Greetings, welcome, thanks for stopping by! Allow me to introduce myself and tell you a little about what this blog is about, and what I hope for it to be.
My name is (not actually, obviously) Nenia Dea, and I really, really, really like dead stuff. Like, a lot. I swear it’s in a scientific-interest-slash-lifelong-fascination kind of way though, and not the I-sleep-with-dead-animals-in-my-bed way. I’ve wanted to work around death in some capacity since I can remember, and throughout my life, all of my career choices have reflected that. I’ve wanted to be a homicide detective, a forensic pathologist, an autopsy technician, a forensic anthropologist – you get the idea.

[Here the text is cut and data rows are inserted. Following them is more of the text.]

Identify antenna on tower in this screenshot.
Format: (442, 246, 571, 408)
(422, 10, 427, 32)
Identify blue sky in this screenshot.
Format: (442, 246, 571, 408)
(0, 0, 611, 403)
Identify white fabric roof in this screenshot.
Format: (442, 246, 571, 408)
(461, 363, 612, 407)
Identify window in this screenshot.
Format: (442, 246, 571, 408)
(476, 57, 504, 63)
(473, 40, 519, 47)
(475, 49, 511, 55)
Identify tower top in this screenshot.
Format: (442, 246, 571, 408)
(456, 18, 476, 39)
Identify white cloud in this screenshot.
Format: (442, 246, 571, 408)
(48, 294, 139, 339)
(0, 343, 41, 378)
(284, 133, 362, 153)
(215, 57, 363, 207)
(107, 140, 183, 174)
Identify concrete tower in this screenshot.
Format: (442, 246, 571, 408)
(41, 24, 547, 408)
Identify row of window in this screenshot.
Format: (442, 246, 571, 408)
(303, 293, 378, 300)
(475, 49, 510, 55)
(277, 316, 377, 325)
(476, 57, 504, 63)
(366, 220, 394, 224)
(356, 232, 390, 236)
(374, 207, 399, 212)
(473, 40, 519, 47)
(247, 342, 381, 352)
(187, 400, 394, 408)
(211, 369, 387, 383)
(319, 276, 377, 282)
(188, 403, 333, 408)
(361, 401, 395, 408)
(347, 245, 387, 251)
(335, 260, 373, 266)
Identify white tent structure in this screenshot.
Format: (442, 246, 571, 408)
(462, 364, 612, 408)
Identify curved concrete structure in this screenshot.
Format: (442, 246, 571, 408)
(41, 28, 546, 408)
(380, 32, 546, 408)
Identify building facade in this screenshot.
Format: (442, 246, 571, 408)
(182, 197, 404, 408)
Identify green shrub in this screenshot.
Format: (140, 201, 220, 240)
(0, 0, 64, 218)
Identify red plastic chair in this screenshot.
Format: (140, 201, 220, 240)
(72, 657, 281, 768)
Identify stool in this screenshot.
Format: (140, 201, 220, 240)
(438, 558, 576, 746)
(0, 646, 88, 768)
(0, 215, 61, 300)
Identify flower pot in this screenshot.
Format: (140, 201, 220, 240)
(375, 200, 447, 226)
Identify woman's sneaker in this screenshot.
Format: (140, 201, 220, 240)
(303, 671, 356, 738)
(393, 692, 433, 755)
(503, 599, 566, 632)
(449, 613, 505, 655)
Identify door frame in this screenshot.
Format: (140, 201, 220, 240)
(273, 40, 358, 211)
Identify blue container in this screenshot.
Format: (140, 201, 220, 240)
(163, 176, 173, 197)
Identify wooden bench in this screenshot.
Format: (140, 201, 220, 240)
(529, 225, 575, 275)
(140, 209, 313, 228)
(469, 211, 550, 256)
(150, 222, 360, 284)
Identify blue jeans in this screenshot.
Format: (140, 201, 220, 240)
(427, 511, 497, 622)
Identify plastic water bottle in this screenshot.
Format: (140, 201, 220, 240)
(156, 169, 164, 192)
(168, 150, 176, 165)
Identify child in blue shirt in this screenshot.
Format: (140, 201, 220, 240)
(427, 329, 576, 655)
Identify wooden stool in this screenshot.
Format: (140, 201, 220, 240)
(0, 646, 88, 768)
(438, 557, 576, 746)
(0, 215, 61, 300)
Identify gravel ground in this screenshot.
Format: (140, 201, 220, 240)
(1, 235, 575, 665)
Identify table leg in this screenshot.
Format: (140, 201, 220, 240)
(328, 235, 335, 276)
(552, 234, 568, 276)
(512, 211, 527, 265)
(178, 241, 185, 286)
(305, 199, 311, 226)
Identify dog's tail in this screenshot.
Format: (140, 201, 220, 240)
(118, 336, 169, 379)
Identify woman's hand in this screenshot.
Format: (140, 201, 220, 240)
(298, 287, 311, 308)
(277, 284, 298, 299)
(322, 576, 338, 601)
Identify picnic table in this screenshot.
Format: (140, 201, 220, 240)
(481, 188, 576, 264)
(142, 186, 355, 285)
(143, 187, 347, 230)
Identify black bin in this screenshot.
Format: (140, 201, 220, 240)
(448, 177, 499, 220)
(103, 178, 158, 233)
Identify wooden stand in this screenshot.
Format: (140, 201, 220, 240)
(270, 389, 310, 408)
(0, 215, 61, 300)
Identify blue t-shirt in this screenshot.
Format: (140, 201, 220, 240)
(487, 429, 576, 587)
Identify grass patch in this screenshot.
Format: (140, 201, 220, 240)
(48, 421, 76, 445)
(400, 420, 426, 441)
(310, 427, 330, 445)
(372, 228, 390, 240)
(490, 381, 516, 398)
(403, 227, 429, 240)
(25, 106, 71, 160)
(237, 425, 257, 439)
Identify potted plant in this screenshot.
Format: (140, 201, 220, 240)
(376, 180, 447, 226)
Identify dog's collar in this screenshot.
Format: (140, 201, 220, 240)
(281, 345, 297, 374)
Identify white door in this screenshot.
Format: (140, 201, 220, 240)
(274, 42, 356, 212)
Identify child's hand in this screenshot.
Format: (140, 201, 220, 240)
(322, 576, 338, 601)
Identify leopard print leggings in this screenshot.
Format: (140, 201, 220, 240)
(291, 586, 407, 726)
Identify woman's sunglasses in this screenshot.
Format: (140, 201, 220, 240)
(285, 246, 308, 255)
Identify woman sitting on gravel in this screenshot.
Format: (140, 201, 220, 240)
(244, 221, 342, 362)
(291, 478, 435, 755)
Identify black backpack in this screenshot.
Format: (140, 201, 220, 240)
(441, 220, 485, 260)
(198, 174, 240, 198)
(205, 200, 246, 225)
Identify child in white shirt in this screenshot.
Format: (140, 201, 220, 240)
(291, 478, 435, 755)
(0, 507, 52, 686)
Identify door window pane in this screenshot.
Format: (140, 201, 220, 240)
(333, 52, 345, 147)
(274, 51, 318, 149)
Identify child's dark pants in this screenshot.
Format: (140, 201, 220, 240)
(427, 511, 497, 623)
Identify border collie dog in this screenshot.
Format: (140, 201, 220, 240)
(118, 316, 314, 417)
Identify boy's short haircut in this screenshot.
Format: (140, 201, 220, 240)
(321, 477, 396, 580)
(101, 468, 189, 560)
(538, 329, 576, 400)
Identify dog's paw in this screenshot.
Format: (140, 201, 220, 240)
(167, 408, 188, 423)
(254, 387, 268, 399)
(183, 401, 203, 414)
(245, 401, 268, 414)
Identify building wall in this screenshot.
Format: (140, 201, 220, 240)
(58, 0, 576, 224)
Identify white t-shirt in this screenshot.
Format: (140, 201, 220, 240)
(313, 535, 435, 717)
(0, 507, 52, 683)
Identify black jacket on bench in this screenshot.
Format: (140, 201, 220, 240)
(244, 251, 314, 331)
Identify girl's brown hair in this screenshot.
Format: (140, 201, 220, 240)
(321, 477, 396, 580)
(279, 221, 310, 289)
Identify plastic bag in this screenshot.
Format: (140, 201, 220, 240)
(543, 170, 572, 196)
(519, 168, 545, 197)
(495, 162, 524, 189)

I actually very nearly went into forensic anthropology. I went to grad school with the goal of getting a PhD in physical anthropology and specializing in forensics, somehow ended up doing mortuary archaeology (which is very similar), wrote a Master’s thesis on archaeological photography of human burials, and then decided to become a funeral director/embalmer instead because academia is a weird, uncomfortable place that I did not enjoy at all. I might do a post about it sometime, but I might not, because it’s a very personal, subjective, and somewhat political topic that currently doesn’t fit with what I want this blog to be.
So, what do I want this blog to be?
The two things at the top of the very short list of things I’ll miss about academia are learning and teaching. Not to toot my own horn or anything, but I’m pretty awesome at research, and I believe that people should be able to educate themselves without necessarily having to attend university. So, if I’m going to research the topics that interest me on my own time, what better way to share them than an easily accessible blog? Isn’t it great to live in the future?
Some of the topics that I hope to cover here include the scientific (how does embalming work? what happens when we decompose?), the historical (how did modern embalming develop? Why did the Victorians love paintings of skulls so much? Why did they take pictures of their dead relatives?), and the cultural (Why is Europe full of bedazzled skeletons? What’s the deal with sky burials? Why do some people keep their dead relatives at home for years before burying them?). There’ll no doubt also be archaeology and anthropology cropping up now and then, since, you know, I have just a little education on those subjects.